Внутри у Сергея Ивановича что-то тяжело заходило, под ребрами сдавило, точно он попал в огромные заводские тиски. Кутько даже машинально схватился за сердце. Но оно, на удивление, билось спокойно и ровно.

«Что же это?»

В этот раз у Сергея Ивановича болело не сердце, нет. Это холодела и сжималась от одиночества его душа.

II

Дни одаривали город неярким, но светлым небом. Под ним хорошо думалось: о вчерашнем, сегодняшнем и особенно будущем, которое обязательно представлялось светлым, добрым и радостным. А вот по вечерам, когда вокруг густела темень и луна скрывалась за серыми, промокшими тучами, все вокруг становилось мрачным и унылым. Не помогали даже фонари, которые щедро разливали свой приглушенный желтоватый свет по столичным улицам и переулкам, площадям и скверам.

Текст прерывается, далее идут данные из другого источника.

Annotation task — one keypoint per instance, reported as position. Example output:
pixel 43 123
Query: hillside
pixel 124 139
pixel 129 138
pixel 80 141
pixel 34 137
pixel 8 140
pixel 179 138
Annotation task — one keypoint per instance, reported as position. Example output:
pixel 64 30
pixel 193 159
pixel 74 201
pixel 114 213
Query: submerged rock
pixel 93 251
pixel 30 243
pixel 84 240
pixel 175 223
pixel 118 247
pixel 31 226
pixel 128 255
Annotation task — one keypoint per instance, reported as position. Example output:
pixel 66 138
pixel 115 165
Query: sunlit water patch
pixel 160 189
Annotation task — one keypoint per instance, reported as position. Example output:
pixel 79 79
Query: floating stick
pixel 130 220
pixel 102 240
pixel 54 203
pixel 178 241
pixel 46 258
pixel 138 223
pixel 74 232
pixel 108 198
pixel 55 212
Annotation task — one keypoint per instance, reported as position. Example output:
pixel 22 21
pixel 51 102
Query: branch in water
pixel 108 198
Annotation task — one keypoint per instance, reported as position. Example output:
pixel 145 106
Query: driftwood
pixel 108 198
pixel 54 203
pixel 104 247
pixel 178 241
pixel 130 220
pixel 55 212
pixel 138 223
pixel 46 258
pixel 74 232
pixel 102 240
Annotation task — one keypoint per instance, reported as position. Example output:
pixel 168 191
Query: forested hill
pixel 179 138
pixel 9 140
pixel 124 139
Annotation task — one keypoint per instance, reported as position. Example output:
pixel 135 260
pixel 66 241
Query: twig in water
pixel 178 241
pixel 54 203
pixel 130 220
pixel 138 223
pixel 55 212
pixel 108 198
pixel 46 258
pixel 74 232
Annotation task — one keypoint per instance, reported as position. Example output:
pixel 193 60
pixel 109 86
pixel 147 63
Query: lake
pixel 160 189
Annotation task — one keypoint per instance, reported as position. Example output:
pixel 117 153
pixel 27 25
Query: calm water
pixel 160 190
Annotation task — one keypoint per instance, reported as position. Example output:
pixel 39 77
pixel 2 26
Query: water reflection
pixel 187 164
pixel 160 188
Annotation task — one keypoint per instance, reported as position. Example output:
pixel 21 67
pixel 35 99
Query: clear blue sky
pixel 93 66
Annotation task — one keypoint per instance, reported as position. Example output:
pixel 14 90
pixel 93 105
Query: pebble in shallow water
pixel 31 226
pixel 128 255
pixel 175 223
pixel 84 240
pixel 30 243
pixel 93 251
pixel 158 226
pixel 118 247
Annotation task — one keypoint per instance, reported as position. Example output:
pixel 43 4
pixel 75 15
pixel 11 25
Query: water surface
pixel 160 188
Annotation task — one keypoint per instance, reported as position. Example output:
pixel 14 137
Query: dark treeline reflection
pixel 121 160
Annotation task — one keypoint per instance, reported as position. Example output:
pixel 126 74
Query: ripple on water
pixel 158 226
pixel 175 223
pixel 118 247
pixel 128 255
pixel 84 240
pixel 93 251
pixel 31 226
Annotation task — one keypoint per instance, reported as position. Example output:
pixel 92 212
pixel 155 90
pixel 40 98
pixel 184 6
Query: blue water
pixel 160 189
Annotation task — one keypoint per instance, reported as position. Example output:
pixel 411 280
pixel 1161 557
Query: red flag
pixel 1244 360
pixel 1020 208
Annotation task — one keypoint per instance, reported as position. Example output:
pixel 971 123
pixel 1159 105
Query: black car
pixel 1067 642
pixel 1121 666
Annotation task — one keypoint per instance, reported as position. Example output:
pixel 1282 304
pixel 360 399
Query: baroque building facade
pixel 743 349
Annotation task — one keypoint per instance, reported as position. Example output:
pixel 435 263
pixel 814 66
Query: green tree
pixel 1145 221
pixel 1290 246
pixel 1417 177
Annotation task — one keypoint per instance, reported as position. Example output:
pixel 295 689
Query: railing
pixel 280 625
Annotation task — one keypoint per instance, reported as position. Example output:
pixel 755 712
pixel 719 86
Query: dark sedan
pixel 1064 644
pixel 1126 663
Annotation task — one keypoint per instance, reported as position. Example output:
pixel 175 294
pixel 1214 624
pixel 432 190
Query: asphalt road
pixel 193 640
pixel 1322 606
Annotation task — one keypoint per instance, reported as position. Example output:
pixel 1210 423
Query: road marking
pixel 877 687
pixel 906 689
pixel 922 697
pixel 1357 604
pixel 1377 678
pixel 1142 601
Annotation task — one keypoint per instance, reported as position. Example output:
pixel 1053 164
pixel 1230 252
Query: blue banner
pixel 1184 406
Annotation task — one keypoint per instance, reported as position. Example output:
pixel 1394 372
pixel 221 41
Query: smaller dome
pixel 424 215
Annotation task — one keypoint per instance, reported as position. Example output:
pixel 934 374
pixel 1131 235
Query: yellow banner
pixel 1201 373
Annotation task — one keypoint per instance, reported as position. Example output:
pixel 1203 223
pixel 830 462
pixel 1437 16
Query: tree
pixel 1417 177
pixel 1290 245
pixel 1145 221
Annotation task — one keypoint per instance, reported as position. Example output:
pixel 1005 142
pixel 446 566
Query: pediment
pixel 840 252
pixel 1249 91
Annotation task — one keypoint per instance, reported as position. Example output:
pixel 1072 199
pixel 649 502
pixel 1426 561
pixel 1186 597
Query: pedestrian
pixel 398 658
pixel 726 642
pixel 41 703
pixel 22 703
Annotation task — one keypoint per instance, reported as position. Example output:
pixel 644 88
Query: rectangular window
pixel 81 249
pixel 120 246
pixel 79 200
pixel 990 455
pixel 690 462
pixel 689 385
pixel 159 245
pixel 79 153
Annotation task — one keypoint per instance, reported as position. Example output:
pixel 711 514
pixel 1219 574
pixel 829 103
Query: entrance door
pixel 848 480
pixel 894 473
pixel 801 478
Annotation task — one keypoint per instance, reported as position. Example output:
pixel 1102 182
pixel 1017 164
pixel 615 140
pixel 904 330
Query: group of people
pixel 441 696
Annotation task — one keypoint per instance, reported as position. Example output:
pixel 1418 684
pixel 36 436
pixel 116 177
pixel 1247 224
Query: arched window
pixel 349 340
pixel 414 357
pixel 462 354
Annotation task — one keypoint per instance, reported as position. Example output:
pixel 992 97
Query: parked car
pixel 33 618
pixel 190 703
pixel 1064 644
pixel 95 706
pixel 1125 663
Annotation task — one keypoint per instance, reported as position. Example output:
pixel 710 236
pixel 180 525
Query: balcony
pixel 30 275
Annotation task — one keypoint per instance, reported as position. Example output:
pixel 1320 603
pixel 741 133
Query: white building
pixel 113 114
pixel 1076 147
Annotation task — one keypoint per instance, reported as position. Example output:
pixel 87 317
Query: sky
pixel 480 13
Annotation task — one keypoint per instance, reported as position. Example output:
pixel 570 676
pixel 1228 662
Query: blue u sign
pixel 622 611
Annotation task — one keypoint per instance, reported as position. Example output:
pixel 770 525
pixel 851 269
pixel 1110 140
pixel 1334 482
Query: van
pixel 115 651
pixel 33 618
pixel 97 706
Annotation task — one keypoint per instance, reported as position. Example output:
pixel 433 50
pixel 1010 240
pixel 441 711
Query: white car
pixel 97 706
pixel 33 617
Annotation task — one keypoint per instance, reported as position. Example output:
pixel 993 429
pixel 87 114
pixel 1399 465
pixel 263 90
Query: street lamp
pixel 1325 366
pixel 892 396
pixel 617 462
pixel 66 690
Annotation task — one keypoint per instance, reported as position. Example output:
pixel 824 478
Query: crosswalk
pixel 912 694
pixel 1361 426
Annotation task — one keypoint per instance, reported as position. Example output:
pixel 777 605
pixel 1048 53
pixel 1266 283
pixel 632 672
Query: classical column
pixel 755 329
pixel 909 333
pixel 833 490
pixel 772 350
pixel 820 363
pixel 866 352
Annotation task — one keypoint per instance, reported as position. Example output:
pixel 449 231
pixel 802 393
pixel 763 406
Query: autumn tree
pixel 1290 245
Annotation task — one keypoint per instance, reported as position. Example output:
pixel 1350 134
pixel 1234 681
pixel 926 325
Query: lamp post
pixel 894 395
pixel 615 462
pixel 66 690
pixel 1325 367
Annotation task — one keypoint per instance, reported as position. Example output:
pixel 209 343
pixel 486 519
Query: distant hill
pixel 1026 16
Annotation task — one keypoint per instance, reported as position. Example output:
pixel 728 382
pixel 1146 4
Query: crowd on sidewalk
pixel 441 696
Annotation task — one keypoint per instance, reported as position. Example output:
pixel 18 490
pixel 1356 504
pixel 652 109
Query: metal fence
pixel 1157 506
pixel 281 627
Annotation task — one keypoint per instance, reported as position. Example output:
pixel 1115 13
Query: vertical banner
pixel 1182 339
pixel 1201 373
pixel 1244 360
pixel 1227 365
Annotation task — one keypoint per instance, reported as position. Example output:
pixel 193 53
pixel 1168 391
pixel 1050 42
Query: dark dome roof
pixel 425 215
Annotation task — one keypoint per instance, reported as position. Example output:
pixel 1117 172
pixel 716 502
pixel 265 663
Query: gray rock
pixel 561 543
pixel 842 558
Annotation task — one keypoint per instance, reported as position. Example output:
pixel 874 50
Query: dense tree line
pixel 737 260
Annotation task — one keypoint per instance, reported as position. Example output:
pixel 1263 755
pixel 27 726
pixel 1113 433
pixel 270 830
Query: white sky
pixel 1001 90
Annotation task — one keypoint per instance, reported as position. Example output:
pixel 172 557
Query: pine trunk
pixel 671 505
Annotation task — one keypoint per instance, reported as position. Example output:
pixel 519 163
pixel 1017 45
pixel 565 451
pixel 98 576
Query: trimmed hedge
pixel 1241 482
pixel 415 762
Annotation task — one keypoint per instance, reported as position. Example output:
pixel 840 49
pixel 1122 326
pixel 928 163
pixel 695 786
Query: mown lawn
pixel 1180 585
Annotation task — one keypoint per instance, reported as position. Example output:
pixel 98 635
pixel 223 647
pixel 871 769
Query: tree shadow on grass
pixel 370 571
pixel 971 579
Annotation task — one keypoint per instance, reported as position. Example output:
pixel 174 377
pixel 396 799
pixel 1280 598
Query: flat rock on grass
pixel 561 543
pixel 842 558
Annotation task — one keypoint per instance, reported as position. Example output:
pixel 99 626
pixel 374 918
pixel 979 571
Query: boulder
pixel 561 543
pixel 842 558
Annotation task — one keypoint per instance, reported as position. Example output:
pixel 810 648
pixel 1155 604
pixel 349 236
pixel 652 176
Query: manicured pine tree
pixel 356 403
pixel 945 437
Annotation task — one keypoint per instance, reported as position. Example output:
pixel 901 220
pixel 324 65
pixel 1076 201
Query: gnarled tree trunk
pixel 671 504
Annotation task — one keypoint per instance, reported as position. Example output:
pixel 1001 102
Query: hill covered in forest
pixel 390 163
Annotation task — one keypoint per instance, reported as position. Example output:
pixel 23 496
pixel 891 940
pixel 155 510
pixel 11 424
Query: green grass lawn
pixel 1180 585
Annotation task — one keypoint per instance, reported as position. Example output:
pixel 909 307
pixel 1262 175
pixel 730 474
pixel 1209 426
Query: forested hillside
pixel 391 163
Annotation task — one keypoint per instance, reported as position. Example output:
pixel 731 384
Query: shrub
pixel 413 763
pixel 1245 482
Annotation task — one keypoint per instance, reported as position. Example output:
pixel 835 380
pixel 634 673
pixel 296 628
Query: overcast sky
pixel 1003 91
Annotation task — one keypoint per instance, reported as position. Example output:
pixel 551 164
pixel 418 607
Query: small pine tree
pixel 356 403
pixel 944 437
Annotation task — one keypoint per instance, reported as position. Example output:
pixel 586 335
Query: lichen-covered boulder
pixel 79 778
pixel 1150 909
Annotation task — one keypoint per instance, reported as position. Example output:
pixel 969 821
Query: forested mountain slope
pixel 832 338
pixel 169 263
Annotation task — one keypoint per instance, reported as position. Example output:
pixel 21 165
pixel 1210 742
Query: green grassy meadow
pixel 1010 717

Длинными, осенними вечерами Алексею было как-то не по себе. Особенно в выходные, когда не надо было рано вставать, идти на работу, а потом на занятия в университет. Один в комнате, без своего друга Ивана Даниша, Алексей, выключив светильник, неподвижно и долго лежал на кровати и подолгу, бездумно, смотрел в потолок. Едва видимый, точно в дыму, потолок тяжелел, и, казалось, медленно опускался все ниже и ниже, готовый и вовсе упасть, раздавить…

Алексей, глядя на потолок, и сам как будто тяжелел, проваливался в кровать, растворялся вместе с ней в темноте, пока не засыпал.

Спал он недолго: час, от силы – два. Просыпался около одиннадцати-двенадцати часов вечера и опять впадал в какое-то непонятное и бездумное состояние.

В один из таких хмурых и неуютных октябрьских вечеров, Алексей, проснувшись, встал и подошел к окну. Внизу, возле входа в общежитие, стояла желтая «Волга» – такси. Возле нее о чем-то эмоционально разговаривали трое парней. Это было видно по тому, как они размахивали руками, что-то показывали на пальцах. Среди них был Мишка Цыбульский. Алексей его узнал сразу: среднего роста, в голубых джинсах и такого же цвета рубашке, он стоял лицом к общежитию. Незнакомые парни и Мишка говорили долго. Потом незнакомцы быстро сели в такси и уехали. Мишка, оставшись один, поднял голову и увидел Алексея. Скорее всего, Цыбульский не узнал его, но – так, во всяком случае, показалось Алексею – обрадовался ему, замахал руками. Мол, иди сюда, вниз. Алексею стало интересно. «Схожу, – решил он. – Спать все равно не хочется. Да и завтра выходной…»

Алексей оделся, вышел из общежития.

– Ну?..

Мишка улыбнулся. Но улыбка его была какой-то неестественной, натянутой.

– Поедем в бар. Посидим, выпьем, – предложил он. – Я угощаю. В общежитие идти не хочется, а одному ехать непривычно, да и скучно.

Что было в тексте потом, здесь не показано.